Once MySQL is deployed inside a datacenter environment (i.e. forms a cloud ;-), major feature in it becomes replication. It is used to maintain hot copies, standby copies, read-only copies, invalidate external systems, replicate to external systems, etc. If this functionality is broken, datacenter is broken – components are not synchronized anymore, invalidations not done, data not consistent.
From performance perspective, replication not working properly results in unusable slaves so load cannot be spread. This results in higher load on other machines, including master (especially on master, if environment needs stronger consistency guarantees).
Judging on replication importance in MySQL deployments, it should attract performance engineering as much as InnoDB and other critical pieces. Though slave replication performance is being increased in 5.6, master side is not (well, group commit may help a bit, but not as much).
The major problem here is LOCK_log.
It is a mutex that guards all MySQL log files (Update: that sentence is wrong, it is per-log-type mutex, is not shared among different types, at is class private variable) (general query log, binary log, etc) – only one read or write can happen to any of them. Other logs aside (their impact can be minimized), binary log finds this mutex extremely problematic, because:
- It stalls COMMITs
- It stalls slave binary log reads
Though one can argue, that once there’re less commits, there will be less binary log and that will result in some sort of equilibrium.

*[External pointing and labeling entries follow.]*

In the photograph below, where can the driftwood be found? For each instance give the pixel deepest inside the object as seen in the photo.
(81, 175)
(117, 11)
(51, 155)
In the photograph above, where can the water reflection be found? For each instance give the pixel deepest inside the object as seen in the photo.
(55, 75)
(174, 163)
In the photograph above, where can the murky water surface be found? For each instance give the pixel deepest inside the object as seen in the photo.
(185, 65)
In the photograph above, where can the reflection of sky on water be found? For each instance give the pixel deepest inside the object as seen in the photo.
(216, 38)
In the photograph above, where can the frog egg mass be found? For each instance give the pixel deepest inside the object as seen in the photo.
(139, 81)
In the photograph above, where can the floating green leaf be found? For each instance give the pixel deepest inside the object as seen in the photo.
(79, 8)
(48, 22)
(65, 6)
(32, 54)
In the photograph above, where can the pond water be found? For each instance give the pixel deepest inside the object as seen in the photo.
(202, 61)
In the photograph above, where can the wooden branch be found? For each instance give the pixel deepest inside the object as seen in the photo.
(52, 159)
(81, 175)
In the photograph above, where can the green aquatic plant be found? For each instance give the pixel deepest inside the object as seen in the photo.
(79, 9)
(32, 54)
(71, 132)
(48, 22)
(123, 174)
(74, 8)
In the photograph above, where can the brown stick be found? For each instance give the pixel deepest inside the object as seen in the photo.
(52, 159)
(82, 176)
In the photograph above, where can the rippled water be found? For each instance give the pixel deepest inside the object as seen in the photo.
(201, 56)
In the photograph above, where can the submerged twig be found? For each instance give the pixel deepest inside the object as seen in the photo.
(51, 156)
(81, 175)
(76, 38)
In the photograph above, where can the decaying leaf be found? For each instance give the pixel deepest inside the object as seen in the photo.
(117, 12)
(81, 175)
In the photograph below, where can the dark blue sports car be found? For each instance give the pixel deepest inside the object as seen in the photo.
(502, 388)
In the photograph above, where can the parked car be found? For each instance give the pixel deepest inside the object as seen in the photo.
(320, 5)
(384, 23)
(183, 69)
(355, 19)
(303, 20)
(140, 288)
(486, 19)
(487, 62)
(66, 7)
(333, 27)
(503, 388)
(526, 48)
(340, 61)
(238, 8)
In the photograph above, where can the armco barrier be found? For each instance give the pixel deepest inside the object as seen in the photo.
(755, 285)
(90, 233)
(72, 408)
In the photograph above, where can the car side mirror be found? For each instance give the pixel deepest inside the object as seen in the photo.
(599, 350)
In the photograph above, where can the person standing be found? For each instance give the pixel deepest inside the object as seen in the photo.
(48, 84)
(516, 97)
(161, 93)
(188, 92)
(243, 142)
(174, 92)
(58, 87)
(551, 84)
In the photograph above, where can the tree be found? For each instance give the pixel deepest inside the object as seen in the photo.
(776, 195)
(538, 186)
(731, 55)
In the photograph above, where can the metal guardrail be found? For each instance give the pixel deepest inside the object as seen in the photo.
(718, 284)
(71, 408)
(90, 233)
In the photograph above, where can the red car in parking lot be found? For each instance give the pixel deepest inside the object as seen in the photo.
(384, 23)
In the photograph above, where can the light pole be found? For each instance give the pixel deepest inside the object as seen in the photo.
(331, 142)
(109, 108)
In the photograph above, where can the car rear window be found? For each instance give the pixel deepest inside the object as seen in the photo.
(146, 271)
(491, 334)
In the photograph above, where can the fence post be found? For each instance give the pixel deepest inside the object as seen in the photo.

Unfortunately, one doesn’t get anywhere close to decent efficiency, as there’re too many situations, when LOCK_log is kept for way too long:
- Slow binary log read (if they already got purged out of cache, highly likely)
- Slow binary log write (if controller cache is saturated by page flush workload)
- Slow memory allocation for larger events (on systems with malloc scalability issues)
Saturating RAID controller cache isn’t that difficult – and even if one dedicates separate disks to a separate log disk array (what a waste!), it doesn’t mean that out of the shelf hardware will support supplying separate cache for that disk array. Without a separate dedicated cache or high priority log processing one ends up blocking until disks are available for a write.
Read efficiency is a concern here too – MySQL uses statically sized buffer of 8k for all binary log reads, which means that on highly pressured system read-ahead may not work, and there will be way more I/O operations/seeks, while holding a precious mutex. Even if the operation to read the 8k page from memory buffers is very fast, slave threads will be forced to wait for other, much slower operations (a lagging slave reading yesterday’s data? high write workload?) to finish.
If binary log writes are on a separate device one can inspect the utilization on iostat. Usually there will be only one write or read outstanding, so the busy percentage shows really well how contended this resource is. A double-digit number already says that operations aren’t instant, and replication slaves can be subjected to log starvation, that is – not replicating.
From operation side solution to this is somehow obtaining a dedicated cache or fast device for binary log writes. One can simply disable write cache for the InnoDB data partition and use lots of parallel InnoDB page write threads, so that they win the fight against read threads. Using flashcache or similar technology to absorb writes can be beneficial in this case.
On the other hand, MySQL can be changed not to have giant log mutex – binary logs are append-only structures, and just guarding tail and rotation events could be enough, with additional one or two atomic variables to make sure that readers are fine.
Also, having compressed binlogs on disk would reduce the I/O pressure caused by writes or reads, as well as there’s a possible gain from not having to recompress logs for each remote reader.
Then datacenter will be happy, and datacenter users even happier.